New program equips Kansas City residents to take high-tech approach to neighborhood watch

This is an archived article and the information in the article may be outdated. Please look at the time stamp on the story to see when it was last updated.

KANSAS CITY, Mo. -- There’s a new program where you can help Kansas City police by expanding the number of eyes keeping watch on Kansas City streets.

The program is called WatchKC, and it’s putting your surveillance cameras to work for Kansas City police.

Ken Williams registered his personal surveillance cameras to do just that.

“Ironically, I just got through reading George Orwell`s 1984 again, so I do have mixed feelings about sharing footage,” Williams said. “But at the end of the day I think it`s important to maintain neighborhood security, so it was a tradeoff I was willing to make.”

Other departments across the country have had success with this type of program.

“We are going to map that information, so our investigators know quickly and efficiently where the cameras are at that are privately owned. It saves them time and effort whenever they are investigating a crime,” said Sgt. Jake Becchina, with the KCPD Law Enforcement resource center.

The police department says all it takes is a call to the department to register your surveillance camera online. Officers say don't worry, they won't have access to your camera without your knowledge.

The video is never viewed live, and you can opt out at any time.

“We would love all recorded cameras to be registered,” added Sgt.
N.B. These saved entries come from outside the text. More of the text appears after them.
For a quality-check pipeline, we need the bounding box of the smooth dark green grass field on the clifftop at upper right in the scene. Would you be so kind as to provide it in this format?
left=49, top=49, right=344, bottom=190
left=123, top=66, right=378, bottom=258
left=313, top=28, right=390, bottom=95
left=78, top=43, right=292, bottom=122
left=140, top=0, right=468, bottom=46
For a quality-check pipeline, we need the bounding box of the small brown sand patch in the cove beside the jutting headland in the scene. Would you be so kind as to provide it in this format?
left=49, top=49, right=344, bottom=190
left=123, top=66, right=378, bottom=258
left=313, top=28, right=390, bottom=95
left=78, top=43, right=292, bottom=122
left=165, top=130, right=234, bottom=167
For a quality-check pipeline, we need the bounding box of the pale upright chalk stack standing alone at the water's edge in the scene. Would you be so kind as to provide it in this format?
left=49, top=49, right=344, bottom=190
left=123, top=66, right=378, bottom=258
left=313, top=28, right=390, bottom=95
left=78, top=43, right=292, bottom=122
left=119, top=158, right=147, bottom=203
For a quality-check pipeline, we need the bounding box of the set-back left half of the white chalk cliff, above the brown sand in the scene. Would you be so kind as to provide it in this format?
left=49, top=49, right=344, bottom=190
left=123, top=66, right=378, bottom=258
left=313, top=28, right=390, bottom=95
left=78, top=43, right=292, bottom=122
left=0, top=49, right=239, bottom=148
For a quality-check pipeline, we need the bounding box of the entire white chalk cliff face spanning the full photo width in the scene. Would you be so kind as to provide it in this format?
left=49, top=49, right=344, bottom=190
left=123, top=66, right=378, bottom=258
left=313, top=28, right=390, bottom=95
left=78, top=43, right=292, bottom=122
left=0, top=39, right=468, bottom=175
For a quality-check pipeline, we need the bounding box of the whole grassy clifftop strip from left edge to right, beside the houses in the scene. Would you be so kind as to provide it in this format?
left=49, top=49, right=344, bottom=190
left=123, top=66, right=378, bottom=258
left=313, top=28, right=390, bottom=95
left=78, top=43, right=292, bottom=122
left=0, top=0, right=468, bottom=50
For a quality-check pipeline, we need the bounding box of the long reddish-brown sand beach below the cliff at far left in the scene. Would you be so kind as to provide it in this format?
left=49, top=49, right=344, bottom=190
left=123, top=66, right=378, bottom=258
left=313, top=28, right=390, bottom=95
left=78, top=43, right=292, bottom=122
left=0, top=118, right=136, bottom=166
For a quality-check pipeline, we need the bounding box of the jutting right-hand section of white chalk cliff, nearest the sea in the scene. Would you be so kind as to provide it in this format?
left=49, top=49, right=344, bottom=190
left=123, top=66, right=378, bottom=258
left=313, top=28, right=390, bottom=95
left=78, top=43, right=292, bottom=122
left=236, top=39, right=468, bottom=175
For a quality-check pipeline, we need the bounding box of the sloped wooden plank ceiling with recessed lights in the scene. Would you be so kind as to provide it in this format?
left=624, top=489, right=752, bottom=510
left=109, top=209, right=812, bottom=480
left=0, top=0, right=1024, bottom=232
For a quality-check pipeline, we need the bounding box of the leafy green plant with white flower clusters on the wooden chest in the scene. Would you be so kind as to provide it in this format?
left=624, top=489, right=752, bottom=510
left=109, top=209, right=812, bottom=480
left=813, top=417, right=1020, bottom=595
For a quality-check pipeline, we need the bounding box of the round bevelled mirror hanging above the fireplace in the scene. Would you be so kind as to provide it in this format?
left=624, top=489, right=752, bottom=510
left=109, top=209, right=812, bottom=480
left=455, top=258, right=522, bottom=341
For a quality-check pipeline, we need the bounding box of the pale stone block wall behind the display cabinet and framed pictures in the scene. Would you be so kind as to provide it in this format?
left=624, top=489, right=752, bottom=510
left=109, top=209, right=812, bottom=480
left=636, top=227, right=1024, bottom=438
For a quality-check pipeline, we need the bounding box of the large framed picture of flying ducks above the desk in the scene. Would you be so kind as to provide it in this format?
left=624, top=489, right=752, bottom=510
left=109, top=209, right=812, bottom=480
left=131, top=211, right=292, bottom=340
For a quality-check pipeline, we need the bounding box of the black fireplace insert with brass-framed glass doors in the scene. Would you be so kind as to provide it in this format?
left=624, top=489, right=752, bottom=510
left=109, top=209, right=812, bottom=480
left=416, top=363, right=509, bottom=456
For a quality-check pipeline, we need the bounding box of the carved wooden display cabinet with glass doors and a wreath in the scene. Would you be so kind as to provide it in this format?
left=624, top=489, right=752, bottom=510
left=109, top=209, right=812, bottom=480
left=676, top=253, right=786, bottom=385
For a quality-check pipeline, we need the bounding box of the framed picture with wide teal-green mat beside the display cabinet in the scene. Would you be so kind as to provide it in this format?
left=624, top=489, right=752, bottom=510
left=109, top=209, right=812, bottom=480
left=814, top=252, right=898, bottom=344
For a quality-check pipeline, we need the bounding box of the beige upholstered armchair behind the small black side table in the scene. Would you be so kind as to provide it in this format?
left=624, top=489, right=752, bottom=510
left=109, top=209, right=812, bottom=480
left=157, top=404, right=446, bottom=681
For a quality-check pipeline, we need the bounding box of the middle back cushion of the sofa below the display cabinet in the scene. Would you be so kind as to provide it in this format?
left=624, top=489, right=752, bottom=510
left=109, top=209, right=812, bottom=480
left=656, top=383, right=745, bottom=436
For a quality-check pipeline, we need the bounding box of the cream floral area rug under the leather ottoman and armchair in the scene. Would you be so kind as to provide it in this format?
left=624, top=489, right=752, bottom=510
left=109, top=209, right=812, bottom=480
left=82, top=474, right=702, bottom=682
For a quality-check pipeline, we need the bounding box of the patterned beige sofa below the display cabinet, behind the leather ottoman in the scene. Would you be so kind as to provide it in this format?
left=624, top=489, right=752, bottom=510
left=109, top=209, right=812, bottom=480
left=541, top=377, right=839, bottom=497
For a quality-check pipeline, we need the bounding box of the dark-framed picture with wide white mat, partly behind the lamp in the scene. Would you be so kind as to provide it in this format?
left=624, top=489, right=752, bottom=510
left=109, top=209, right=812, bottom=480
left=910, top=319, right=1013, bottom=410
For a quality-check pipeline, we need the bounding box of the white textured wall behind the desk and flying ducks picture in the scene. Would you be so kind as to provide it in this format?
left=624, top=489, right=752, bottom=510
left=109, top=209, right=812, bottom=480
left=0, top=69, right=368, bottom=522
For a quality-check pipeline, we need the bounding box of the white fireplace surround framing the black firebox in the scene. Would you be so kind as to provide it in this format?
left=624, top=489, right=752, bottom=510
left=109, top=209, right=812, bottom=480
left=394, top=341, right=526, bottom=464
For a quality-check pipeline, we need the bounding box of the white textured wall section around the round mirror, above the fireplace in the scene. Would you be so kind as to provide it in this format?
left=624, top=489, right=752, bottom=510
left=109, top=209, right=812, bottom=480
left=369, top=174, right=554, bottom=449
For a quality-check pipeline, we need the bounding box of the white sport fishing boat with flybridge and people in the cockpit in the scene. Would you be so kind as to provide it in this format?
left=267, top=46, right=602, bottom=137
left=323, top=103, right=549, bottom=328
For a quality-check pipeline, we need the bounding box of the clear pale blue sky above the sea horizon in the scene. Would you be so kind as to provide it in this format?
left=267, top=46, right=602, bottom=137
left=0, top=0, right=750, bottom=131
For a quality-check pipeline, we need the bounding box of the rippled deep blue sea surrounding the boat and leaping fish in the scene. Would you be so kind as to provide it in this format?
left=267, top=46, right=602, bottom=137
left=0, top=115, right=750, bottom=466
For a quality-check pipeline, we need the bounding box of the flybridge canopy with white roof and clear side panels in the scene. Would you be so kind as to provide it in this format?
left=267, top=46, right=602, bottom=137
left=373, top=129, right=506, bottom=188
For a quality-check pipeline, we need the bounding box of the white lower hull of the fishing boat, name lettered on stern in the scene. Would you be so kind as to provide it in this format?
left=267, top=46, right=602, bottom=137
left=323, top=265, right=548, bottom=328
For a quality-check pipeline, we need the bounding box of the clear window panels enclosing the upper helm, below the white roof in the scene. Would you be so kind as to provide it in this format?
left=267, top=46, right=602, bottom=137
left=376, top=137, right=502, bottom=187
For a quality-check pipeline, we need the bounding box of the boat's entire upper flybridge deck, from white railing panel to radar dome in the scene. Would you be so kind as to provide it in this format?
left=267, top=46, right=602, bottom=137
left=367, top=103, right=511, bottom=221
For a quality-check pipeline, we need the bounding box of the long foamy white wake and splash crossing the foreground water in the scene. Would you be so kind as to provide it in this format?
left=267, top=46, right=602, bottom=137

Becchina. “The process is pretty simple; it then comes to us we categorize it and maintain it securely at our location. Then put it on the map that we have access to we can get that information. “

“Everybody is taking video footage these days, so you never know when you`re being recorded, that is a bit disconcerting, but at the end of the day, I think we need to accept some compromises, and give up a little bit of freedom for security,” said Williams.

Police say video footage helps close cases faster because there's picture proof of what happened.

“You can see all sorts of examples of crimes being solved because of camera footage that people were able to provide, from businesses or private homes, and also a lot of footage from people`s cell phone cameras,” Williams said.

Police are simply asking for contact information, so they quickly know who is willing to provide surveillance video in any part of the city. ​

“All we are doing is taking the step out where the detective has to see the camera seek out camera on their own at time and get lucky,” Sgt. Becchina said.